Why Form 4 Tax Withholding Is Not the Same as Open-Market Selling

Sarah Mitchell

Code F can look like insider selling in a headline, but it usually reflects shares withheld to cover taxes after vesting or exercise events.

Code F is one of the easiest places for retail investors to overreact. A filing can show shares leaving an insider's account, but that does not mean management chose to dump stock into the open market. In many cases, those shares were withheld so the company could settle taxes tied to vesting or compensation.

What Code F Usually Means

On Form 4, code F generally means the insider disposed of shares to satisfy tax obligations. The insider did not necessarily wake up and decide to sell because the stock looked expensive. This is why a cluster of March filings in ConnectOne Bancorp (CNOB) or AvePoint (AVPT) should be framed very differently from a cluster of discretionary code S sales.

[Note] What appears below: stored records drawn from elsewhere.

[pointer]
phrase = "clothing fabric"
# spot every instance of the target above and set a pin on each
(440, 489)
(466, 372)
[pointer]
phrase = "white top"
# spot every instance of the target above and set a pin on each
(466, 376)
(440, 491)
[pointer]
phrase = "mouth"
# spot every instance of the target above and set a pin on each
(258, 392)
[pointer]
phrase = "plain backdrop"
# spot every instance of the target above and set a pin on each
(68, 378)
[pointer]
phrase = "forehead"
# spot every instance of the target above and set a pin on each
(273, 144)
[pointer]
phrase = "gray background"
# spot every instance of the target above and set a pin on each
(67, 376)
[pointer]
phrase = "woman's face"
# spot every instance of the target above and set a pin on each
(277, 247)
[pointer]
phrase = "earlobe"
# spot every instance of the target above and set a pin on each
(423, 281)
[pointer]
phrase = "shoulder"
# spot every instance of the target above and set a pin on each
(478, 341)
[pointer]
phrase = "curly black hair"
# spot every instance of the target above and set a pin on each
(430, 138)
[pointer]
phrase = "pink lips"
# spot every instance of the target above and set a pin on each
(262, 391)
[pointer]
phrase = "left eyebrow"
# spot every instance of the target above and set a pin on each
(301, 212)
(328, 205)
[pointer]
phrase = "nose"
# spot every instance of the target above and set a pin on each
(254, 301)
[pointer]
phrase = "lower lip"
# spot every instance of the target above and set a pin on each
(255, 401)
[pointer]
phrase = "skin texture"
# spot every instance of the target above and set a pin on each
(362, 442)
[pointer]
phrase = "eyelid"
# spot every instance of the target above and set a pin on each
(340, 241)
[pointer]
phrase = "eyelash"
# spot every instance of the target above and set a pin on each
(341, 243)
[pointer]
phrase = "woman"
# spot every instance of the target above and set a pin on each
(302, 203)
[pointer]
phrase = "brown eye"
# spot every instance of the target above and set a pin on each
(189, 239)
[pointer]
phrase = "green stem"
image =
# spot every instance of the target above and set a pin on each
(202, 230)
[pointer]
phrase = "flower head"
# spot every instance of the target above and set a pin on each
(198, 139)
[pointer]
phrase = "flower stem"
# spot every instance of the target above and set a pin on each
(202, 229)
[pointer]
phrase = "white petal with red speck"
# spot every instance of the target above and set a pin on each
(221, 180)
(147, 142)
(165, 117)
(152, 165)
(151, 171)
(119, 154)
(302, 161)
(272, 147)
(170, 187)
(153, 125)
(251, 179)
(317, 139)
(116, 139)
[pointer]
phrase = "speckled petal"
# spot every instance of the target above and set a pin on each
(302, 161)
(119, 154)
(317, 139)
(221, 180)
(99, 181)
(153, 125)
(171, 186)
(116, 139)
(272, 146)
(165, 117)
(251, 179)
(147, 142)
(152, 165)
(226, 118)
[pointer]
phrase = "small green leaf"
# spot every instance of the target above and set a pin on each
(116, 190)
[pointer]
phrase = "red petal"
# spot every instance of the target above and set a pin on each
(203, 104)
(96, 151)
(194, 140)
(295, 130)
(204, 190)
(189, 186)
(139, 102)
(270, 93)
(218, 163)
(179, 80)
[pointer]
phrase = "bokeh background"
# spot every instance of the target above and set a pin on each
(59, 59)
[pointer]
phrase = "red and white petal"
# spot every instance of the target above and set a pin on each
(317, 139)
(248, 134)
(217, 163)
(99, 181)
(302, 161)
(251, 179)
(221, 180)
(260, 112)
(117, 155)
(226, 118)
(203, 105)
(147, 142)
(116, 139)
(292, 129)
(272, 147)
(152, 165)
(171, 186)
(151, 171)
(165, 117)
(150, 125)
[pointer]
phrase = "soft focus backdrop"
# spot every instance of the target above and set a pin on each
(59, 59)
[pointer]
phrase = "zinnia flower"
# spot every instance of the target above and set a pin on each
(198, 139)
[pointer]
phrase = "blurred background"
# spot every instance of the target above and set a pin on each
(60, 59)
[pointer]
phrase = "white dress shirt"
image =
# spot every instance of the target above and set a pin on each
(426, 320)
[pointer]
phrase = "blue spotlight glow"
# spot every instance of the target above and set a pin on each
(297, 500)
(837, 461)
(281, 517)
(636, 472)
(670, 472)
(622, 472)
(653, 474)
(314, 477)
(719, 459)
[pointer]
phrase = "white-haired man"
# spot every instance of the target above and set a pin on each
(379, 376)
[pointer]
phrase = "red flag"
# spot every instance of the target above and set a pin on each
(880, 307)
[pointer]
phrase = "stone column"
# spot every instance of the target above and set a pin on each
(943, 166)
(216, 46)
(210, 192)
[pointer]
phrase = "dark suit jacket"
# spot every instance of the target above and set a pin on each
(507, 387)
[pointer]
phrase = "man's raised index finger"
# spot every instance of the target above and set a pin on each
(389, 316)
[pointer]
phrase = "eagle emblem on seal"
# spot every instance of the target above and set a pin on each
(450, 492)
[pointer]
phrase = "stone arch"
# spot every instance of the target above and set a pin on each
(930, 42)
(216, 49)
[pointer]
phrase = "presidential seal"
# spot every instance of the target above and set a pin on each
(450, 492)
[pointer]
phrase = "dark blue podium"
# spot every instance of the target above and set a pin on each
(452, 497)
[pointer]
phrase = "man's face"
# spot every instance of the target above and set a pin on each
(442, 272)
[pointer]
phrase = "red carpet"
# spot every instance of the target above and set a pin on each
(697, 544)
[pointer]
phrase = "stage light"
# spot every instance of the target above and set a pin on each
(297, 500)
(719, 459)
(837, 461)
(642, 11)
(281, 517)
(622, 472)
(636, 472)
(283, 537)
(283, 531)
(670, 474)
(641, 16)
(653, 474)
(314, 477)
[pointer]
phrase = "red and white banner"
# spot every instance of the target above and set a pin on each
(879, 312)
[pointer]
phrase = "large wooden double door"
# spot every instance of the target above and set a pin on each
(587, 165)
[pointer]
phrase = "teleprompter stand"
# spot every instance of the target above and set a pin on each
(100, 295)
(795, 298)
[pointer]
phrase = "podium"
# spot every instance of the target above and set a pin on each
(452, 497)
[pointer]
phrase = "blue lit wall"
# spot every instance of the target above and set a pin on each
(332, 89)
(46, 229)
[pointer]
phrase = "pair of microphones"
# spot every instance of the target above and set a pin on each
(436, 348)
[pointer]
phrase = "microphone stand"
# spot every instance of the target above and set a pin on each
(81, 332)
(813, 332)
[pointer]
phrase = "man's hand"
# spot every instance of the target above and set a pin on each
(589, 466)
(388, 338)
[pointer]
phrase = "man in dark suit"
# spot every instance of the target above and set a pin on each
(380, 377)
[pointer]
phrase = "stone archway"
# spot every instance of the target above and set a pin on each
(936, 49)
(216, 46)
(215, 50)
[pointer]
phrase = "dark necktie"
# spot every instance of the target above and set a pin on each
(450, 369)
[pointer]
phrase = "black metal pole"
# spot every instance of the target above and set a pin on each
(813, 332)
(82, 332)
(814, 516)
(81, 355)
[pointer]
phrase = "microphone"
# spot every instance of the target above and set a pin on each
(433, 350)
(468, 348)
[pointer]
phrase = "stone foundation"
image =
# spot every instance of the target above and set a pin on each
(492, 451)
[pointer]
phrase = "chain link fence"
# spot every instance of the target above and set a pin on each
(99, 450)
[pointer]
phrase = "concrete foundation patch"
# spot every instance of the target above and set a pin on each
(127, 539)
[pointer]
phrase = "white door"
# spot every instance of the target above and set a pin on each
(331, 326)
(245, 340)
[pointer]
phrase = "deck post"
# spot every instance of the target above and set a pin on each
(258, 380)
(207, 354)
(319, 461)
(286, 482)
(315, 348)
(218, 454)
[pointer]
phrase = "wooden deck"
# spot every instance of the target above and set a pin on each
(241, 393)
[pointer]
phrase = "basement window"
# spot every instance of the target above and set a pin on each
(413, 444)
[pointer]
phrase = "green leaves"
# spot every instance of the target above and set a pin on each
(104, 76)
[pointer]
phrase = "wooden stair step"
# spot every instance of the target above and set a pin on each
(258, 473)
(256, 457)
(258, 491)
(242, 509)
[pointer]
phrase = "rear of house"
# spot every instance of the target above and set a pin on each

How It Differs From Open-Market Selling

Open-market sales are usually reported with code S. That matters because code S reflects an actual market disposition. Code F, by contrast, usually follows a grant, vesting event, or option exercise. On 13F Insight, the fastest way to tell the difference is to line up the filing dates and see whether code A or code M appears right around the same time.

  • Code F: usually taxes or settlement mechanics.
  • Code S: usually an actual market sale.
  • Code M plus code F: often exercise and tax settlement together.

How to Use This on 13F Insight

Start with the insider profile, not the headline. Open the insider pages for the executives involved, then compare the current filing to the rest of the profile history. If the same pattern repeats every year, it is probably compensation-driven. If you need a company-level view, open CNOB, AVPT, or Stock Yards Bancorp (SYBT) and review related insiders together.

For a better workflow, pair this guide with How to Read a Multi-Insider Cluster Without Calling It a Bearish Signal and How to Use Insider Profile Pages to Separate Routine Sellers From New Signals.

Common Misconceptions

The biggest mistake is adding up every code F filing and calling it insider dumping. Another mistake is ignoring the shares still held after the filing. If the insider keeps a large residual stake, the event was probably not a vote of no confidence. Finally, some investors confuse tax withholding with the economic message of a real sale and end up trading on compensation noise instead of intent.

Bottom Line

If the filing is code F, your default assumption should be mechanical until proven otherwise. Look for the surrounding grant or exercise event, confirm the ownership-after level, and only then decide whether the filing has informational value.